She smiled at her husband.
"Good point," Phosy decided. "Sihot, I want you to go to the European embassies tomorrow and hunt us out a fencer."
"The embassies?" Sihot said with a look of distress on his face.
"Don't worry, Sergeant Sihot," Daeng smiled. "They'll all have someone to interpret."
"And, Inspector Phosy," Civilai said with the early signs of a slur. "I'm sure you've thought of this already, but I think now would be as good a time as any to get to know the three girls more intimately. Talk to their families and friends. Trace their movements since they returned from — "
"As you say, Comrade," Phosy growled, "we're already on it."
"Excellent," Civilai beamed.
"And I think the fencing coach theory as a starting point is a very solid one," Siri decided. "In fact it's the only theory we have."
With a few more comments and suggestions which led nowhere, the meeting broke up, and then into small fragments. Phosy and Sihot went over their notes at the noodle table. Daeng invited Dtui and Malee to the upstairs junk room to engage in a little 'girl stuff'. Siri and Civilai took their drinks and two chairs and the remainder of the bottle out to the front of the shop where they sat beneath the narrow green awning. It had been raining so long the air was wet; not moist but sodden like a slop rag. A person might have expected the rain to wash away the mugginess, to rinse the humidity clean out of the air, but it didn't go away. It loitered under cover, inside houses, beneath temple eaves. It sapped your energy and made you want to go outside and stand in the rain.

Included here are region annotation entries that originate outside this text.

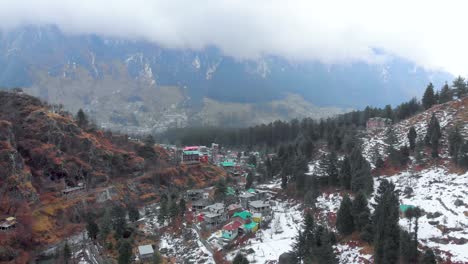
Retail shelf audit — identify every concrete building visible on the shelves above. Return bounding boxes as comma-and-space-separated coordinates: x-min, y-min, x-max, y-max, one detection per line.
249, 200, 272, 220
0, 216, 16, 231
138, 245, 154, 260
366, 117, 392, 131
192, 199, 210, 212
239, 192, 256, 209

The road sloped away from the shop, more from subsidence than design. It was perhaps the only reason why they hadn't been flooded like most of the other businesses. The river was higher than anyone remembered seeing it in April but it was the incessant rain that filled the unguttered streets, not the loping Mekhong. That beast wouldn't flood for another four or five months.
"Too wet for our little Indian friend," said Civilai, noticing that Rajid's umbrella stood unoccupied.
"We haven't seen him since my attempted man-to-man," Siri replied. "If he has any sense he'll be under cover somewhere with a bottle of Johnny Walker and three sao rumwong dancers to keep him warm."
"If he had any sense he wouldn't be who he is."
"Granted."
"How's his dad, Bhiku?"
"Still churning out curry. Still without a hundred kip to his name."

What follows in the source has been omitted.